Ten Things Pastors Wish They Knew Before They Became Pastors

In an informal survey of pastors, I asked a simple question:

What do you wish you had been told before you became a pastor?

Some of the responses were obvious. For me, a few were surprises.

I note them in order of frequency of response, not necessarily in order of importance. After each item, I offer a representative quote from a pastor.

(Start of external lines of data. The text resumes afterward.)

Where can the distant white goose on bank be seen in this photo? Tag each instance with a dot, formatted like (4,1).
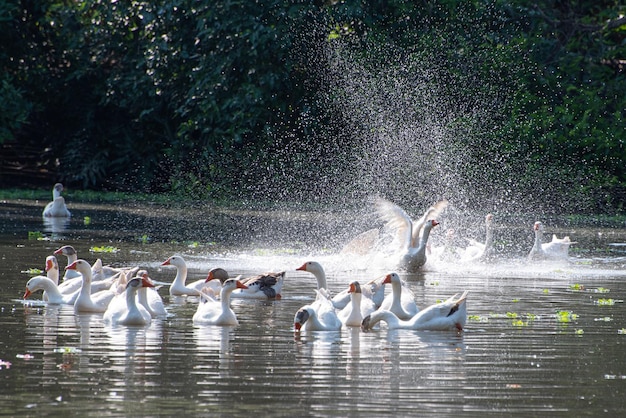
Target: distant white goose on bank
(448,315)
(124,309)
(557,249)
(57,207)
(213,312)
(411,237)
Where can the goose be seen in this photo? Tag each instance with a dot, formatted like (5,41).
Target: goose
(553,250)
(124,310)
(178,286)
(149,297)
(262,286)
(52,295)
(86,302)
(72,255)
(373,289)
(56,208)
(412,236)
(212,312)
(317,316)
(476,251)
(448,315)
(401,300)
(352,315)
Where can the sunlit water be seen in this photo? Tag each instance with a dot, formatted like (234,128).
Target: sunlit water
(517,356)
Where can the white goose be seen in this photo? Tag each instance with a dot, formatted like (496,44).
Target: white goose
(48,284)
(557,249)
(401,300)
(412,236)
(477,251)
(374,289)
(317,316)
(212,312)
(124,310)
(448,315)
(178,286)
(86,302)
(56,208)
(72,255)
(352,315)
(149,297)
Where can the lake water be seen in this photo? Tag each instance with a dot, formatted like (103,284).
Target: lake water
(517,356)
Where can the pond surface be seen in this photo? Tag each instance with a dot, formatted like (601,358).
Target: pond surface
(517,355)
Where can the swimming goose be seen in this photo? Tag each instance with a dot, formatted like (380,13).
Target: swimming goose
(86,302)
(149,297)
(447,315)
(317,316)
(557,249)
(124,310)
(412,237)
(212,312)
(401,300)
(178,286)
(56,208)
(373,289)
(352,315)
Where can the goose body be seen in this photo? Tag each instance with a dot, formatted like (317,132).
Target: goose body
(263,286)
(358,308)
(86,302)
(179,287)
(448,315)
(401,300)
(373,289)
(124,309)
(411,237)
(212,312)
(557,249)
(317,316)
(57,207)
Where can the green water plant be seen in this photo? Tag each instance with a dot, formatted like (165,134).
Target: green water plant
(104,249)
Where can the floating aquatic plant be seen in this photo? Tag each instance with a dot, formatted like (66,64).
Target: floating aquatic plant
(603,319)
(607,302)
(36,235)
(104,249)
(566,316)
(68,350)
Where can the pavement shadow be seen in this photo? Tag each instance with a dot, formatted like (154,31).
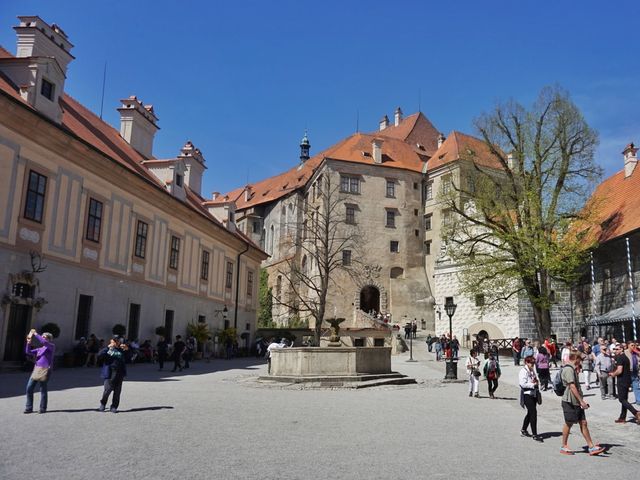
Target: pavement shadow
(130,410)
(13,384)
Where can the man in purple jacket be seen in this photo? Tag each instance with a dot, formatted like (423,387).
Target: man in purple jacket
(43,359)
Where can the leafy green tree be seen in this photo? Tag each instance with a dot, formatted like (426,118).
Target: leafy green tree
(511,230)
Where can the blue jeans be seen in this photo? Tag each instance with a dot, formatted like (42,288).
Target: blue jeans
(31,386)
(635,385)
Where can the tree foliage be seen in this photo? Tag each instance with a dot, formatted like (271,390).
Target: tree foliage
(512,226)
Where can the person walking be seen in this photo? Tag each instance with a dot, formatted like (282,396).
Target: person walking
(516,347)
(603,365)
(623,374)
(113,371)
(492,374)
(473,369)
(178,350)
(162,347)
(588,361)
(542,367)
(41,370)
(529,397)
(574,406)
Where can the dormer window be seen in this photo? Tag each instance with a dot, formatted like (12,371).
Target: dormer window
(47,89)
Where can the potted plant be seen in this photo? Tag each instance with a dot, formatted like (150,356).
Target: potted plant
(199,331)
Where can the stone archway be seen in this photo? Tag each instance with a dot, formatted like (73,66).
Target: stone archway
(370,299)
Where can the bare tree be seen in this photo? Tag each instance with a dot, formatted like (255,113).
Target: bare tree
(320,241)
(512,226)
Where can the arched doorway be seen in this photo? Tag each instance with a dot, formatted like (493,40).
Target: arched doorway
(370,299)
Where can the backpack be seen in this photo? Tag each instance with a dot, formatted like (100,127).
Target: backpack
(558,385)
(492,370)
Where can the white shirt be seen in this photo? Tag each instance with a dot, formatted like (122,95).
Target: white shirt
(525,380)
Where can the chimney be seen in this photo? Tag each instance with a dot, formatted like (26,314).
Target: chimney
(38,39)
(138,124)
(398,117)
(384,123)
(40,65)
(376,147)
(630,159)
(194,161)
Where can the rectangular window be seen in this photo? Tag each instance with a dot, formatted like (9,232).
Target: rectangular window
(141,239)
(168,325)
(204,267)
(428,190)
(34,204)
(351,214)
(249,284)
(390,219)
(391,189)
(84,316)
(174,257)
(229,275)
(94,221)
(46,89)
(349,184)
(133,329)
(427,222)
(446,184)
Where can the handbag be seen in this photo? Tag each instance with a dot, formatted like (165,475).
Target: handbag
(40,374)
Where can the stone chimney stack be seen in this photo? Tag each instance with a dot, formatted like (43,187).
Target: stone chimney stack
(38,39)
(138,125)
(384,123)
(630,159)
(194,161)
(39,68)
(397,117)
(376,148)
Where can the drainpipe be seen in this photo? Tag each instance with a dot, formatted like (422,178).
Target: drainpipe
(235,308)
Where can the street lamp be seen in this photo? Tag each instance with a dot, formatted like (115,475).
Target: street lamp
(452,366)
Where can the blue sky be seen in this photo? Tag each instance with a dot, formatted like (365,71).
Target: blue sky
(243,79)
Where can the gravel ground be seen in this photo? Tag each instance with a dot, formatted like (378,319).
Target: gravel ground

  1. I wish someone had taught me basic leadership skills. “I was well-grounded in theology and Bible exegesis, but seminary did not prepare me for the real world of real people. It would have been great to have someone walk alongside me before my first church.”
  2. I needed to know a lot more about personal financial issues. “No one ever told me about minister’s housing, social security, automobile reimbursement, and the difference between a package and a salary. I got burned in my first church.”
  3. I wish I had been given advice on how to deal with power groups and power people in the church. “I got it all wrong in my first two churches. I was fired outright from the first one and pressured out in the second one. Someone finally and courageously pointed out how I was messing things up almost from the moment I began in a new church. I am so thankful that I am in the ninth year of a happy pastorate in my third church.”
  4. Don’t give up your time in prayer and the Word. “I really don’t ever remember anyone pointing me in that direction. The busier I became at the church, the more I neglected my primary calling. It was a subtle process; I wish I had been forewarned.”
  5. I wish someone had told me I needed some business training. “I felt inadequate and embarrassed in the first budget meetings. And it really hit home when we looked at a building program that involved fundraising and debt. I had no clue what the bankers were saying.”
  6. Someone should have told me that there are mean people in the church. “Look, I was prepared to deal with critics. That’s the reality of any leadership position. But I never expected a few of the members to be so mean and cruel. One church member wrote something really cruel on my Facebook wall. Both my wife and children cried when they read it.”
  7. Show me how to help my kids grow up like normal kids. “I really worry about the glasshouse syndrome with my wife and kids. I’m particularly worried that my children will see so much of the negative that they will grow up hating the church. I’ve seen it happen too many times.”
  8. I wish I had been told to continue to date my wife. “I was diligent in dating my wife before I became a pastor. I then got so busy helping others with their needs that I neglected her. I almost lost my marriage. She felt so alone as I tried to meet everyone’s needs but hers.”
  9. Someone needed to tell me about the expectation of being omnipresent. “I had no idea that people would expect me to be at so many meetings, so many church socials, and so many sports and civic functions. It is impossible to meet all those expectations, so I left some folks disappointed or mad.”
  10. I really needed help knowing how to minister to dying people. “Some of those who have terminal illnesses have such a strong faith that they minister to me. But many of them are scared and have questions I never anticipated. I was totally unprepared for these pastoral care issues when I first became a pastor.”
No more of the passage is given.